When I was young, World War II stories always drew me in. There’s something about Nazis that makes it seem pretty easy to pick out good guys and bad guys. I knew who to root for – the Nazis were bad and the French resistance fighters were good. There’s something comforting about knowing things fall into such simple categories. I knew if faced with that kind of evil, I would resist. We’re always the good guys when we’re kids, right?
I still enjoy reading about World War II. Even now, stories of real people from that time come out and reveal lives, loss, and resistance that was hidden or forgotten. One of the teens I worked with described his trip to the Holocaust Museum by saying, “That Hitler was one bad dude.” So, that hasn’t changed. But in fiction, there’s room to explore a little.
In Genevieve’s War, for example, some Nazis are really awful, but others seem just as trapped as Genevieve and her grandmother, who are trying to survive on a farm in Alsace. Genevieve is American, but her parents have died, and what starts as a summer vacation with Mémé turns into a years-long relocation. Under the Germans, even friends are eyed suspiciously. Who can Genevieve trust with her secrets? Will she and Mémé be exposed?

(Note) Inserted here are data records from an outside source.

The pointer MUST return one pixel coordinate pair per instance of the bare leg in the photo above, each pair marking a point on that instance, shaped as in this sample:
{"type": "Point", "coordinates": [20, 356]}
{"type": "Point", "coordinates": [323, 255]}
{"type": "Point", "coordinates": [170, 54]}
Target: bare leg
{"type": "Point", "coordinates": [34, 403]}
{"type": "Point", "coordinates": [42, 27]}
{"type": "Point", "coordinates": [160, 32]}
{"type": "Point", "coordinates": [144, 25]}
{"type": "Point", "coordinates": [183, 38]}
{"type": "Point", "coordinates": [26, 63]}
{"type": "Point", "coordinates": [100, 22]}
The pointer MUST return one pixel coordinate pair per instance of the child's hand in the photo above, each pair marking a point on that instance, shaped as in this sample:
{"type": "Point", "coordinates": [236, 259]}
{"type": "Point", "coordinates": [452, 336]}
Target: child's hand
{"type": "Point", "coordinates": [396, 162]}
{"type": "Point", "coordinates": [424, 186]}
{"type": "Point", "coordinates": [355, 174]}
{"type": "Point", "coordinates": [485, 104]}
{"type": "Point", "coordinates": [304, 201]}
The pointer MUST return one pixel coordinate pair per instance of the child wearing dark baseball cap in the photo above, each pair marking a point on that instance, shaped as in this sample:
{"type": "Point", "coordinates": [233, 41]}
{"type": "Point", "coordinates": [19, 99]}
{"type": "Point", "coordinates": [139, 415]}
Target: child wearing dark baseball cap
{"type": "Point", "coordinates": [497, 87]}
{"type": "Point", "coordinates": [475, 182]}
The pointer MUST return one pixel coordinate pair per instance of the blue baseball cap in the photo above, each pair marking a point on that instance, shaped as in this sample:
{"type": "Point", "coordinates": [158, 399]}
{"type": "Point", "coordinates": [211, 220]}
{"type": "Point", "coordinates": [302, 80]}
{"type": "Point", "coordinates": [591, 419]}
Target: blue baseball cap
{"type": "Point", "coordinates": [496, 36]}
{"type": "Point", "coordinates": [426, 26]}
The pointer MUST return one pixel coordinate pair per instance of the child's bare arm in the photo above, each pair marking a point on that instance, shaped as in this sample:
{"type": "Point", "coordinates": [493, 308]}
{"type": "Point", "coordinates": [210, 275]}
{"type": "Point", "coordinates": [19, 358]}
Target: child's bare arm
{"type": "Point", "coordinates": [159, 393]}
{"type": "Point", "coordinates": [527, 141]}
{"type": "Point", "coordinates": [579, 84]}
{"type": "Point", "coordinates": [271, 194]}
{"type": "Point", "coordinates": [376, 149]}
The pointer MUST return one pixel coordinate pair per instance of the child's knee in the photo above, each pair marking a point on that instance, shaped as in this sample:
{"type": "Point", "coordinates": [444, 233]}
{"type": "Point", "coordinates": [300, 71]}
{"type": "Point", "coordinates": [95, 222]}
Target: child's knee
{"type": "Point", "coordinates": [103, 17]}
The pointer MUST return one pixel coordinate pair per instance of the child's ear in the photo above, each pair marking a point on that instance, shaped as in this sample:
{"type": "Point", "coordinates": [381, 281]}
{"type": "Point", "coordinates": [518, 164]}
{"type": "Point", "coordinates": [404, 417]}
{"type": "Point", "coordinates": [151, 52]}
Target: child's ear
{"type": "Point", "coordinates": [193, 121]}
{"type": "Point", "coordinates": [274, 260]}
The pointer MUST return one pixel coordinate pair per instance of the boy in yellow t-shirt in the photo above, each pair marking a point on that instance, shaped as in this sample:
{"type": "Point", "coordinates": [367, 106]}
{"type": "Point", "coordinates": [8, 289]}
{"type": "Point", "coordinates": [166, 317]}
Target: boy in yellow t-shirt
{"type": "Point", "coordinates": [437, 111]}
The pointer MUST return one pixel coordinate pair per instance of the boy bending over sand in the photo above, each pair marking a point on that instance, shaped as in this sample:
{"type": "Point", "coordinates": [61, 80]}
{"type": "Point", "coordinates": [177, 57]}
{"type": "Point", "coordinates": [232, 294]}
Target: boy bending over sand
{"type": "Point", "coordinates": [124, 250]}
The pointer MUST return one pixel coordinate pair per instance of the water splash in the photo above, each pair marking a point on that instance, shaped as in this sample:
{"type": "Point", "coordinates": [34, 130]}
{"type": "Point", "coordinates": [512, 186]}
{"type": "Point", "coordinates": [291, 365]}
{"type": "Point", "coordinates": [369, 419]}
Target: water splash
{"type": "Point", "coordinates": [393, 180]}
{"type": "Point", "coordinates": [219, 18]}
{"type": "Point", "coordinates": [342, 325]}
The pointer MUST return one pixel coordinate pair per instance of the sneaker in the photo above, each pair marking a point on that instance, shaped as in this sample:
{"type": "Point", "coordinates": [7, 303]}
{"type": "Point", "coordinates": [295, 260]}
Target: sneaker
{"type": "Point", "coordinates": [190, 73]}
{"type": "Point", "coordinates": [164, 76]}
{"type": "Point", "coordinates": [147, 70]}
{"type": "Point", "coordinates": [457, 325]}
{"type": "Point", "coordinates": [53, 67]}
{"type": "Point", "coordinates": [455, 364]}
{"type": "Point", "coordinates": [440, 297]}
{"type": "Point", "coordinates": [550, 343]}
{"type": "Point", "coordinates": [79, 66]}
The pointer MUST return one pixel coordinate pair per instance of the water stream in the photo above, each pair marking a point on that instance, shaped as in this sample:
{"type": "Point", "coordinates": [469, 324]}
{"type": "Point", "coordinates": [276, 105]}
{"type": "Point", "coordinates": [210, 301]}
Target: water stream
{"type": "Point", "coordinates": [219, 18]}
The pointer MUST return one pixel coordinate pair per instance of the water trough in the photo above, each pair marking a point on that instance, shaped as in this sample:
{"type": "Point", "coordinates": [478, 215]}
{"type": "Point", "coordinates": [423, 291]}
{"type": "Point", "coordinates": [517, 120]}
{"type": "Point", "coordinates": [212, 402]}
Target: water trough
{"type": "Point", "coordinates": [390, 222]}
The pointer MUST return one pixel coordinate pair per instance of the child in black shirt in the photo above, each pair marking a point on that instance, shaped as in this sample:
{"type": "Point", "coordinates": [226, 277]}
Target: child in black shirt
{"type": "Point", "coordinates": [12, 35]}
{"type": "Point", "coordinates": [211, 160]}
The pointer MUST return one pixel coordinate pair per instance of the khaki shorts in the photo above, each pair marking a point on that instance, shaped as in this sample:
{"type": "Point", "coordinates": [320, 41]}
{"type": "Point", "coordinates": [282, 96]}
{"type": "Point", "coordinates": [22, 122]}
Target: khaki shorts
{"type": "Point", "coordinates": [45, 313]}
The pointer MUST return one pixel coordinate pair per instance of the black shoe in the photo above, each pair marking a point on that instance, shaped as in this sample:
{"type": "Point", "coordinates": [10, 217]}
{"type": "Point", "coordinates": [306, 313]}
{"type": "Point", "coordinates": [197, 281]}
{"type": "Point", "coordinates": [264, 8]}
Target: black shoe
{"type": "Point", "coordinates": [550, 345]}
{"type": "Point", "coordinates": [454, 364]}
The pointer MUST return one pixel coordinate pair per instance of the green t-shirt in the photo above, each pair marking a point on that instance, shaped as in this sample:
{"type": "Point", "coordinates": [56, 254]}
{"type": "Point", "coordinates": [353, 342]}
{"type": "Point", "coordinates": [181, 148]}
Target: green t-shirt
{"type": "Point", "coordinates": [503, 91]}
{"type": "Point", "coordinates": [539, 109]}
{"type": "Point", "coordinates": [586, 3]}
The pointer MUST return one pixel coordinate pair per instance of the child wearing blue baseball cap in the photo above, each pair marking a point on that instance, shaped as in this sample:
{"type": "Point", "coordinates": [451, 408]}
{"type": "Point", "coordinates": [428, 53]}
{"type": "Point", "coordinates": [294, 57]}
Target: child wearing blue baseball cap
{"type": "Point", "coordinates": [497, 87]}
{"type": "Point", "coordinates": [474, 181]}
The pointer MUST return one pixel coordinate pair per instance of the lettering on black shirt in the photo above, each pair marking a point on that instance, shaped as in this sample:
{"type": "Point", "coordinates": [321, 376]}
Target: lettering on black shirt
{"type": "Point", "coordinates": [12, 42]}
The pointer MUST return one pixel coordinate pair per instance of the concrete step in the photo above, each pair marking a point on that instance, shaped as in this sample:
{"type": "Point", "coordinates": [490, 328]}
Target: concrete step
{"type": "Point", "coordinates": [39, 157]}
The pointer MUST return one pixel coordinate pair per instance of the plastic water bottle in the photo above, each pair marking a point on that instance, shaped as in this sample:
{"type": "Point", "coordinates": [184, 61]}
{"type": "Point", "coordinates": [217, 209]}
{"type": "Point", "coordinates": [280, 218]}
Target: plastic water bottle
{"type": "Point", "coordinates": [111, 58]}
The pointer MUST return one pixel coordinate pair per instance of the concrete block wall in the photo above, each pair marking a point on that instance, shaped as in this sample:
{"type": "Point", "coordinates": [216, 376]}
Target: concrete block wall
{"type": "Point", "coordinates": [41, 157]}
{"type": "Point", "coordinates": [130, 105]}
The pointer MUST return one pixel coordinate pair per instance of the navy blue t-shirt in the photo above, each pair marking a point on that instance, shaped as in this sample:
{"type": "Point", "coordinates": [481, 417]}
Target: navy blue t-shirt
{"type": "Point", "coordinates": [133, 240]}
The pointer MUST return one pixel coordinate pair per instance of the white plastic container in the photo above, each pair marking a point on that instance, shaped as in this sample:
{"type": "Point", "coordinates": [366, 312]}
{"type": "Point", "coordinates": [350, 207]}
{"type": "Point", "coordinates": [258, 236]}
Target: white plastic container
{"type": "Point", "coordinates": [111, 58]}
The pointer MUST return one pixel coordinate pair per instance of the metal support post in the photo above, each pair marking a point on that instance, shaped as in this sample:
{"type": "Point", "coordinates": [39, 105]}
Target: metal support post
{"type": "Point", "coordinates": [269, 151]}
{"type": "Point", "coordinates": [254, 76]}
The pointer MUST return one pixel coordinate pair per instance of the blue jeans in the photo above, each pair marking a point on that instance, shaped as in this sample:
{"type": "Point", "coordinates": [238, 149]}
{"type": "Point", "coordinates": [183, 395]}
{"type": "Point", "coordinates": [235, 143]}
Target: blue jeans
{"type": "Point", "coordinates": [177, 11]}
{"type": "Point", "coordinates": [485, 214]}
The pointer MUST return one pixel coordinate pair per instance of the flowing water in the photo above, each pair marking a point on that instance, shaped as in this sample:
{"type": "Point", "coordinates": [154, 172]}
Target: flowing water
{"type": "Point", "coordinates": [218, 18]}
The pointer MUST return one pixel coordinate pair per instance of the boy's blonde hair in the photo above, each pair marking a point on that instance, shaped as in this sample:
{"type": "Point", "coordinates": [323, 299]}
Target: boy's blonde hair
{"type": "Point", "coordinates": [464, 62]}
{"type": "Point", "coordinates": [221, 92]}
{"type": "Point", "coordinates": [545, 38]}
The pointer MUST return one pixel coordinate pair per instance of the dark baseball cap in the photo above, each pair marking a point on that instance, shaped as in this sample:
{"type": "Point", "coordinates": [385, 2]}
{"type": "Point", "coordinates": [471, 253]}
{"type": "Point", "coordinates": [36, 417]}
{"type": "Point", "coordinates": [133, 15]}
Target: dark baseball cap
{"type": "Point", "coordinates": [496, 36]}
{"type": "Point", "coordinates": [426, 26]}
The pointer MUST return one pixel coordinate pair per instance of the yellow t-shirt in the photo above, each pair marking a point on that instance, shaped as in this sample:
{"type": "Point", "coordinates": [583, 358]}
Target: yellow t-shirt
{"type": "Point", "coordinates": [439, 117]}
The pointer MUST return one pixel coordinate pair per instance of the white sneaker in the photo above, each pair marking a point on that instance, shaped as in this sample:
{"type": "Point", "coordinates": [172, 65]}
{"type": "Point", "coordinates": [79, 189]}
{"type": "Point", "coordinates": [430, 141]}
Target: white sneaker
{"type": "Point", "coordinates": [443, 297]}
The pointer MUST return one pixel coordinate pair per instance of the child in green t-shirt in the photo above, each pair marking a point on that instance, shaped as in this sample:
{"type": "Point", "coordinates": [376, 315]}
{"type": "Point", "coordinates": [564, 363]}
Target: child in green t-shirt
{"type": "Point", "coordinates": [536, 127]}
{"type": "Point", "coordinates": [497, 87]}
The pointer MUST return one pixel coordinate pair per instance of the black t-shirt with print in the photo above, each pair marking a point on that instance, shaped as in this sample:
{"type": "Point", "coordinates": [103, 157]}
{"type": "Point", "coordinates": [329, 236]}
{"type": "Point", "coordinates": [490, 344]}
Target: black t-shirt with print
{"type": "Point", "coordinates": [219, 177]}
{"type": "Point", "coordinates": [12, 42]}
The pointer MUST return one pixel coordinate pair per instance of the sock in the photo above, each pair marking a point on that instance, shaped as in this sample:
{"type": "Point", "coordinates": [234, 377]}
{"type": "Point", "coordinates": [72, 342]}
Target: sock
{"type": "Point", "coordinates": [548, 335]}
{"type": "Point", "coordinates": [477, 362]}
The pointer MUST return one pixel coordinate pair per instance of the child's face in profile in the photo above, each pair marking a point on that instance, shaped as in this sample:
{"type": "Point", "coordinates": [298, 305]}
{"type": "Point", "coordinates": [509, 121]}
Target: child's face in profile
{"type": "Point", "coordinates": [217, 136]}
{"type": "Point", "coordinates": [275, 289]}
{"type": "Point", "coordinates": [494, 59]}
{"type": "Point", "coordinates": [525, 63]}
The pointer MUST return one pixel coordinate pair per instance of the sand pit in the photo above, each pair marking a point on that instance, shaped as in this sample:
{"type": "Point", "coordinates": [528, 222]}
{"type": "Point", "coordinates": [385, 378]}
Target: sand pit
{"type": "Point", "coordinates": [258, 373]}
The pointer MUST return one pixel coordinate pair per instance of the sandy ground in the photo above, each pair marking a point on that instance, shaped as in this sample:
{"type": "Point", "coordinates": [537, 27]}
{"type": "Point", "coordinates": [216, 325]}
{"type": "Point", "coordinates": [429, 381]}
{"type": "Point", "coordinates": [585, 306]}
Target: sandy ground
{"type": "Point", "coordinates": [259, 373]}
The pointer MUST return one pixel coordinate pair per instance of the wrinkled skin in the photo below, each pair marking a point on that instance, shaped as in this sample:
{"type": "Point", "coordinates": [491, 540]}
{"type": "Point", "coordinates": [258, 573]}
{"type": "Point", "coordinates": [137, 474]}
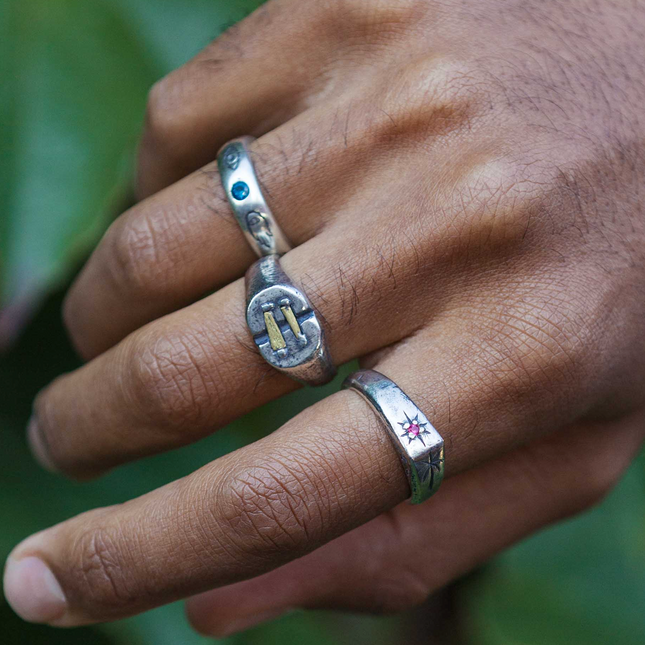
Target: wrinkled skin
{"type": "Point", "coordinates": [463, 183]}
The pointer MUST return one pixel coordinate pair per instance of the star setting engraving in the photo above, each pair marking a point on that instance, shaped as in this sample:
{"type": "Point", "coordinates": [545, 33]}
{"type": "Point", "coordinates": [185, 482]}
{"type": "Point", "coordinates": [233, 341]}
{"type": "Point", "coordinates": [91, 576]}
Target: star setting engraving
{"type": "Point", "coordinates": [413, 429]}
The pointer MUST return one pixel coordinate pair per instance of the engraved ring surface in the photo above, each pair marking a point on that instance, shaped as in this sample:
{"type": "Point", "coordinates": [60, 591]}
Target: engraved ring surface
{"type": "Point", "coordinates": [247, 200]}
{"type": "Point", "coordinates": [284, 325]}
{"type": "Point", "coordinates": [418, 444]}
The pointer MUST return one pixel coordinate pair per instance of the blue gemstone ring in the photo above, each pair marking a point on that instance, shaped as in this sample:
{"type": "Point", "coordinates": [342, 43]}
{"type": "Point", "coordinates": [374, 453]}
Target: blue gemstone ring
{"type": "Point", "coordinates": [247, 200]}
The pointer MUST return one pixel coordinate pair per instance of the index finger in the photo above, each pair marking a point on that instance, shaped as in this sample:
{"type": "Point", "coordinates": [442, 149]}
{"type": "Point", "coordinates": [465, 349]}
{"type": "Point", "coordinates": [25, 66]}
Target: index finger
{"type": "Point", "coordinates": [325, 472]}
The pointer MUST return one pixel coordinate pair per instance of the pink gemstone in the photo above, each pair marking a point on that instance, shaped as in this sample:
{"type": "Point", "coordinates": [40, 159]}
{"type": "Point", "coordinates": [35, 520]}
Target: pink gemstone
{"type": "Point", "coordinates": [414, 429]}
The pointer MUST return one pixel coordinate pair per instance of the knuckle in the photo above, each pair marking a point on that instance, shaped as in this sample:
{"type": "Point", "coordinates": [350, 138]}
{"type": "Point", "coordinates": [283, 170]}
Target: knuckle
{"type": "Point", "coordinates": [395, 595]}
{"type": "Point", "coordinates": [164, 122]}
{"type": "Point", "coordinates": [139, 257]}
{"type": "Point", "coordinates": [100, 577]}
{"type": "Point", "coordinates": [598, 475]}
{"type": "Point", "coordinates": [273, 512]}
{"type": "Point", "coordinates": [375, 17]}
{"type": "Point", "coordinates": [171, 382]}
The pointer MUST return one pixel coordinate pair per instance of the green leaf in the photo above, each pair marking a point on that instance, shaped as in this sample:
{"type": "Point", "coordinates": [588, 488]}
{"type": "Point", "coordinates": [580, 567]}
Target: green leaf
{"type": "Point", "coordinates": [581, 582]}
{"type": "Point", "coordinates": [75, 77]}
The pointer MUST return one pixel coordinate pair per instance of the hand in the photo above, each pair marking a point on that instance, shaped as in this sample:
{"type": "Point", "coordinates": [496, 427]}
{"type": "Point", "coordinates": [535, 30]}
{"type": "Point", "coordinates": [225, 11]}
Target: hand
{"type": "Point", "coordinates": [463, 182]}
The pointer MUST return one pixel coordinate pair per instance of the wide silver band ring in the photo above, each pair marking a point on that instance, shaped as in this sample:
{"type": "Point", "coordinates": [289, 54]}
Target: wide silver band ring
{"type": "Point", "coordinates": [247, 200]}
{"type": "Point", "coordinates": [415, 439]}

Patricia Reilly Giff explored the World War II homefront in the U.S. in Lily’s Crossing, which pairs perfectly with this story. They show different sides of the war (for Americans) and the challenges people faced. As part of a larger discussion of the war (or wars in general), they demonstrate how ordinary people live in difficult times without dwelling much on the actual violence of war. There are explosions and people are taken away to prison, for example, but the ugliness of war is felt more in the constant fear and threats against Genevieve and the village rather than in graphic descriptions.
Good guys. Bad guys. Sometimes it’s just not that simple.